Tardis Tutorial Part 1

Now it is time to put together everything we have learned so far! Over the next 4 weeks, we will be making the Doctor Who Tardis. This week we will set up the variables. The second week will be the Tardis’ functions. Next week we will make the shapes and position everything. In the last section, we will add details and text.

So in case you don’t know what the Tardis looks like, here is what we will be making:

tardis-finished

In order to easily modify anything and write the code quicker, I have made a boat load of variables and functions. This will not only give you great practice but a good stopping point at the end of this part.
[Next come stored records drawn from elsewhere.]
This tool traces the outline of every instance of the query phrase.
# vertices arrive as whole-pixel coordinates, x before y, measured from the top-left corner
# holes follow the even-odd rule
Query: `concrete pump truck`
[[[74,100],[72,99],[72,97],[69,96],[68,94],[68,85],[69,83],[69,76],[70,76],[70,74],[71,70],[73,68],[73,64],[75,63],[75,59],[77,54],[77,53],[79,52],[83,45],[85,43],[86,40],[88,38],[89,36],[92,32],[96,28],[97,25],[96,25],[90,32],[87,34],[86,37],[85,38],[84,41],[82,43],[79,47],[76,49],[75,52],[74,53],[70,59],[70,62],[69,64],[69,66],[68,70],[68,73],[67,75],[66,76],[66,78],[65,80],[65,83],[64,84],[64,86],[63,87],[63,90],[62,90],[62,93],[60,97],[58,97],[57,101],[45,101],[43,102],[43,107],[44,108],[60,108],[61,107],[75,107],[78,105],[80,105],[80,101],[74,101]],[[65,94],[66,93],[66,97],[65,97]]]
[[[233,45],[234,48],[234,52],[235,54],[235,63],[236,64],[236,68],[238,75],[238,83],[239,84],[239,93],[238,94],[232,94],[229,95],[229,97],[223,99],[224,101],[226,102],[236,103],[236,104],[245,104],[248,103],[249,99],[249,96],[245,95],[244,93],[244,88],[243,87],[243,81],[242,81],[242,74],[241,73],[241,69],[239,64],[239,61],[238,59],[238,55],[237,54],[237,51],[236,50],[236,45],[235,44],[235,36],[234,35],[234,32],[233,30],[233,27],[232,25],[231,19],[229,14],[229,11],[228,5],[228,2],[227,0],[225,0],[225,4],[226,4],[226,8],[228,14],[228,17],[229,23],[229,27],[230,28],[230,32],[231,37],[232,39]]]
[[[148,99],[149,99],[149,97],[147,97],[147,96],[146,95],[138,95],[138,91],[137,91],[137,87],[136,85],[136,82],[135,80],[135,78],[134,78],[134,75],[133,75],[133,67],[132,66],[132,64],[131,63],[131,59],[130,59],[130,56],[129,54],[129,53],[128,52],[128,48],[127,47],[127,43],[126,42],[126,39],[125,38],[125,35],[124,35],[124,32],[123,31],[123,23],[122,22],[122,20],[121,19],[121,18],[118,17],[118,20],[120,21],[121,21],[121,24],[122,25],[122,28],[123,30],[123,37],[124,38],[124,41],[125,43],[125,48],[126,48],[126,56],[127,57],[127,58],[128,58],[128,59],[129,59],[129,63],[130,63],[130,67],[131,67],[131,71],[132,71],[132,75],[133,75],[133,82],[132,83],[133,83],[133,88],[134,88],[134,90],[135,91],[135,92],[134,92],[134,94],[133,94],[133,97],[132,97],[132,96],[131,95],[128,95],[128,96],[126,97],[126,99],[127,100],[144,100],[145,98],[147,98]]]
Let’s start with the variables first.

Since the Tardis is a bunch of boxes stacked on each other, I have made variables for each set of boxes. Starting with the biggest box, I have the tardisW and tardisH variables for the width and the height. I set them at 200 and 300 respectively. Next, you have the door. This need to be proportional to the big box, so I made my variable value into a math problem. For the width, doorW, I set it to tardisW – 43. For the height, doorH, I set it to tardisW – 42. The door panels are next. I  set the width and height to 45 but made them separate variables just in case I want to make them different. Next is the windows in the first row. The width and height are set to pannelW/3 and pannelH/2 in that order.

To get the spacing even in both directions, I made 2 variables for each row of panels. One for the x-direction and one for the y-direction. For the left side, I have a variable called lRowX and set it to 155. For the right side, I made the variable rRowX that is set at 239. These will make sure every panel is lined up in the x-direction or horizontally.

The spacing in the y-direction requires one variable per row. This set of variables follows a pattern since they all have the same spacing.  The first row has been assigned the variable row1 and is set at 124. Since there are 4 rows you will have the variables named, row1, row2, row3, and row4. Each variable adds 62 to the last one. For example, row 2’s variable is set at row1 + 62. Row 3’s variable is set at row2 + 62, and so on.